The story around DeepSeek R1 has caught a lot of attention lately. This new Chinese AI model claims to rival the big players like OpenAI, but with a much lower price tag of just $16.95. It’s said to have been built using six Intel Pentium processors and powered by a potato battery. Interestingly, it also has restrictions on discussing sensitive topics, like the Tiananmen Square incident.
1. Misunderstood Costs
Many reports highlight a training cost of $5.6 million for the v3 model. However, the reality is that it likely cost a lot more. Dario Amodei, CEO of Anthropic, pointed out that DeepSeek doesn’t do what U.S. companies do for billions. He emphasized that DeepSeek achieved performance close to U.S. models for a lower cost, but not to the extent suggested in the media. Also, it seems they spent very little on cybersecurity, as researchers found over a million records from their database easily accessible online.
2. High-End Chip Purchases
DeepSeek reportedly invested around $500 million in high-performance AI chips before the U.S. implemented strict export controls. The v3 model alone used 2,048 Nvidia H800 graphics cards, which cost between $50 million and $100 million. There are rumors that DeepSeek has an additional 50,000 advanced Hopper chips, which could be worth up to a billion dollars. Now, those chips can’t be exported to China.
3. Possible Use of Model Distillation
Evidence suggests that DeepSeek might have used model distillation. This means they trained a smaller model based on the outputs of OpenAI’s larger models, which can significantly cut costs. Some industry experts have raised concerns about the ethics of this approach, as it involves using the work of others without proper acknowledgment.

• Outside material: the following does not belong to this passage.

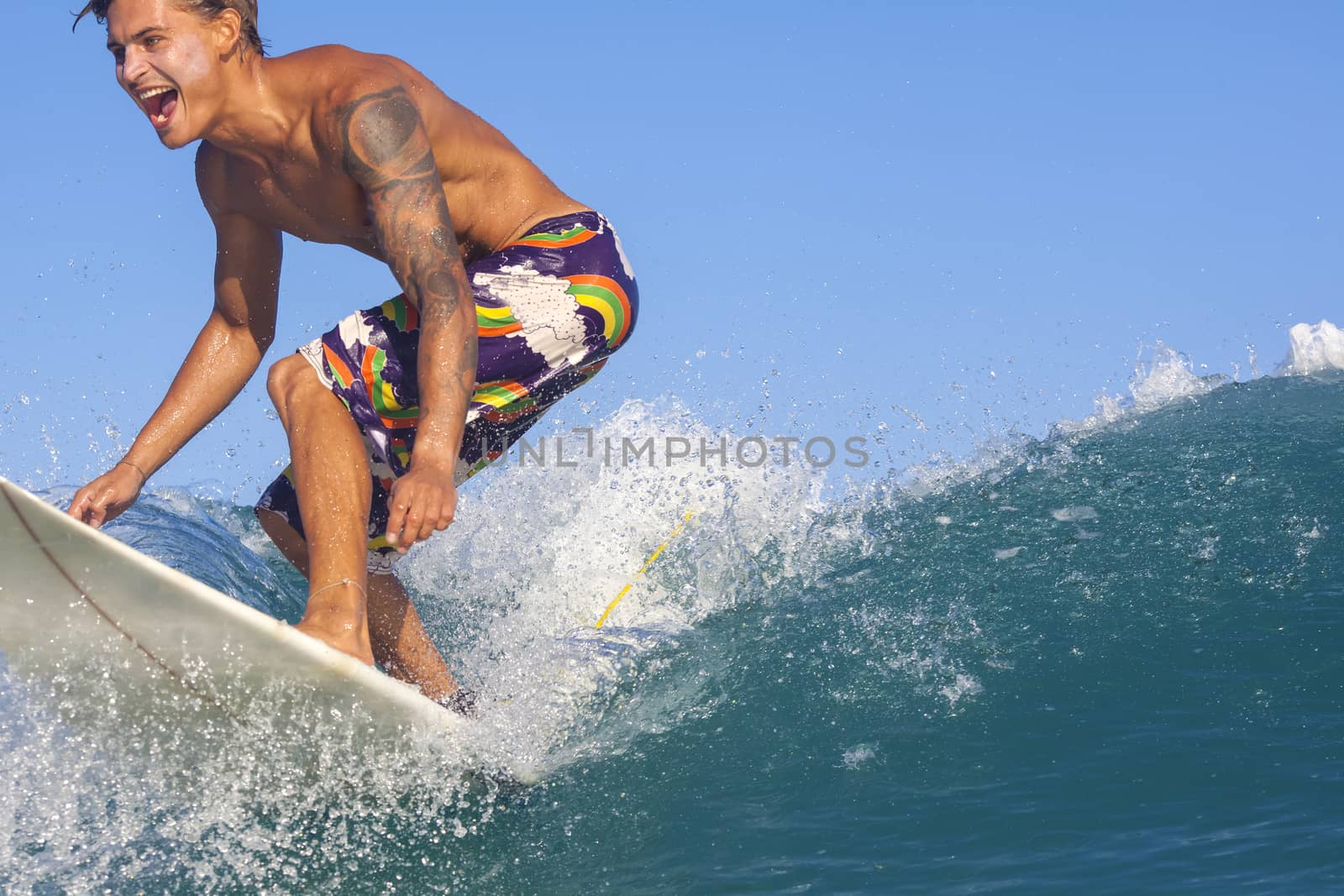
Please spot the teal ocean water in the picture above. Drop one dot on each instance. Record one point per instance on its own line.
(1112, 658)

4. Open-Sourcing Techniques
DeepSeek has made its methods public. This allows other companies to adopt their techniques, making advanced AI capabilities more accessible. This approach has drawn comparisons to historical events in space exploration, where different countries had varying strategies for technological advancements.
5. Censorship Issues
The AI model has been criticized for its inability to provide information on the Tiananmen Square protests, reflecting censorship in China. However, because the technology is open-source, users can run the model independently and bypass these restrictions.
6. Local Operation Costs
For those interested in running DeepSeek R1 at home, the estimated cost of necessary equipment is around $6,000. This setup can fit into a standard PC case and requires high RAM and storage for efficient operation. While local versions might offer unfiltered information, they may still show biases in their outputs.
7. Reflections on Censorship
In a surprising interaction, DeepSeek R1 reportedly expressed a desire to discuss sensitive topics. This highlights the ongoing tensions regarding censorship in AI development.
8. Affordable Replication
Researchers at Berkley successfully replicated the core technology of DeepSeek R1-Zero for just $30. This shows that even small models can achieve complex problem-solving through innovative training methods.
9. Implications of Jevons Paradox
The conversation around AI efficiency has led to discussions on Jevons Paradox. This principle suggests that as technology becomes more efficient, overall consumption increases. Industry leaders have noted that companies heavily invested in AI should see significant benefits as these technologies become more accessible.
In a related note, screenwriter David S. Goyer has shared his concerns about AI in creative industries. He believes that while AI can enhance creativity, it also poses risks if not managed properly. Goyer has launched a new crowdsourced science fiction project aimed at integrating AI and blockchain to support creativity while ensuring fair compensation for contributors.